ACLU Files Brief in Irons Case; Criticizes Position of Ethics Commission
Posted: April 21, 2009|Category: Civil Rights Category: Due Process Category: Free Speech
The Rhode Island ACLU has filed a “friend of the court” brief in the R.I. Supreme Court in the appeal addressing ethics charges against former state Senator William Irons. The brief challenges the Ethics Commission’s position that adoption of the constitutional amendment establishing the Commission effectively repealed the Constitution’s so-called “speech in debate clause” that provides immunity to state legislators for certain legislative actions. The ACLU brief called the Commission’s argument “a launch down a slippery slope of eroding the civil liberties of all Rhode Islanders who come before the Ethics Commission, not just Mr. Irons.”
A major argument of the Ethics Commission is that the constitutional power it was given in 1986 to address ethics issues over all elected officials in the state conflicts with the “speech in debate clause” and therefore limits by implication any protections provided to legislators by that clause. The ACLU brief rejects that position, arguing that “there are only two ways to amend the Rhode Island Constitution. ‘Amendment by limitation’ is not one of them.”

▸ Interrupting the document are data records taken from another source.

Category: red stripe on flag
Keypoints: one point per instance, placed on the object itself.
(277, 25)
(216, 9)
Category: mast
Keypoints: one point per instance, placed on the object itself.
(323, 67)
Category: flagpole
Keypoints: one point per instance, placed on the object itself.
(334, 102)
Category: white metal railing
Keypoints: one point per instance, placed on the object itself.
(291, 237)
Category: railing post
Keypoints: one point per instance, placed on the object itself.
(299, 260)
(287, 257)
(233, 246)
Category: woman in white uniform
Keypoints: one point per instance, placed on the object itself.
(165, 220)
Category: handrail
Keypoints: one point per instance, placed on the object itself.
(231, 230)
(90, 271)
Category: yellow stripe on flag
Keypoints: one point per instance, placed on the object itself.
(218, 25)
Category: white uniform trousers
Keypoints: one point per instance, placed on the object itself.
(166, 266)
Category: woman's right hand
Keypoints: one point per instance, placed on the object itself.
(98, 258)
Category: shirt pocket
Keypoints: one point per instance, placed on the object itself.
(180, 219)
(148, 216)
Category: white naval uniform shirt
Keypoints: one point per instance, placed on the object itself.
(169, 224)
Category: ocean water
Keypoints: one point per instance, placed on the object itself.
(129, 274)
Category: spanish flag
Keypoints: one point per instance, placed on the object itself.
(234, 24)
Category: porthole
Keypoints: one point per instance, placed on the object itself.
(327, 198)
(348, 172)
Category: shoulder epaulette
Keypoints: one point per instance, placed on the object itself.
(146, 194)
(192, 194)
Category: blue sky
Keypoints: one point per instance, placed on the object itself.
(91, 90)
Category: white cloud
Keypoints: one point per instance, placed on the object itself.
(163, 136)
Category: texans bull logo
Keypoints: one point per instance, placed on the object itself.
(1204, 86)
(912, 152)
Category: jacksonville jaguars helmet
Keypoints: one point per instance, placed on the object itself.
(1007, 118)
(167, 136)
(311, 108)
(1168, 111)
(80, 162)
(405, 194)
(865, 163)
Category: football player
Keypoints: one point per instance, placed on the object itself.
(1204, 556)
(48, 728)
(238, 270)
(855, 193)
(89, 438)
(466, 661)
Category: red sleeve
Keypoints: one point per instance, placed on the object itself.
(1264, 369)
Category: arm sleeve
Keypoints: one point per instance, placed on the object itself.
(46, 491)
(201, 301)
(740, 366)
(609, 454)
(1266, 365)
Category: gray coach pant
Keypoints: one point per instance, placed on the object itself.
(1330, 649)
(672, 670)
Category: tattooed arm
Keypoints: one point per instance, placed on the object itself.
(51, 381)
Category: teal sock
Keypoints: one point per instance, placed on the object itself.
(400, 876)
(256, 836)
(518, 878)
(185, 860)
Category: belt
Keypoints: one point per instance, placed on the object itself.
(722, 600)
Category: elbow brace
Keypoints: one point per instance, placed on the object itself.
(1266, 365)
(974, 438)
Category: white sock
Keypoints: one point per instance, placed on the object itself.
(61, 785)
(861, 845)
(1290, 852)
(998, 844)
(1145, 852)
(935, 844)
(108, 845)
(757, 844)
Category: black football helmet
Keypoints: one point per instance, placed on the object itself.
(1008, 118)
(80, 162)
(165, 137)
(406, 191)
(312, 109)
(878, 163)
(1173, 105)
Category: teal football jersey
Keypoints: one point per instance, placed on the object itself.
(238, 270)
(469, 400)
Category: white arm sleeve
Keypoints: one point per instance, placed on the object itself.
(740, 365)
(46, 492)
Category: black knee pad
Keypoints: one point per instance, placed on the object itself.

The brief, filed by attorneys Mark Freel and Jon Anderson from the law firm of Edwards Angell Palmer & Dodge, focuses on the ramifications of the Ethics Commission’s position for civil liberties generally: “Each of the historical arguments advanced by the Ethics Commission in support of its claim that the Ethics Amendment is paramount and ‘impliedly limits’ the Speech in Debate Clause could be recycled in the future to support the proposition that the Ethics Amendment trumps some other provision in the Rhode Island Constitution,” including state constitutional guarantees of freedom of speech and due process and a constitutional ban on the imposition of “excessive fines” by state agencies.
After arguing that the Supreme Court has “held that repeals by implication of rights embodied in the Rhode Island Constitution are disfavored,” the brief concludes by claiming that “there are no limits to the Ethics Commission’s ‘implied limitation’ argument. This Court, therefore, cannot, should not, and must not allow the Ethics Commission to drag this State into such uncharted territory.”
RI ACLU volunteer attorney Mark Freel said today: “Fundamental rights and liberties placed into our state constitution many years ago should not be removed or rescinded by guesswork or subtle interpretation, which is what the Ethics Commission suggests. Rather, those rights should remain intact, to protect all Rhode Islanders, until or unless they are repealed or modified by the very specific formal procedures in place for constitutional amendments.”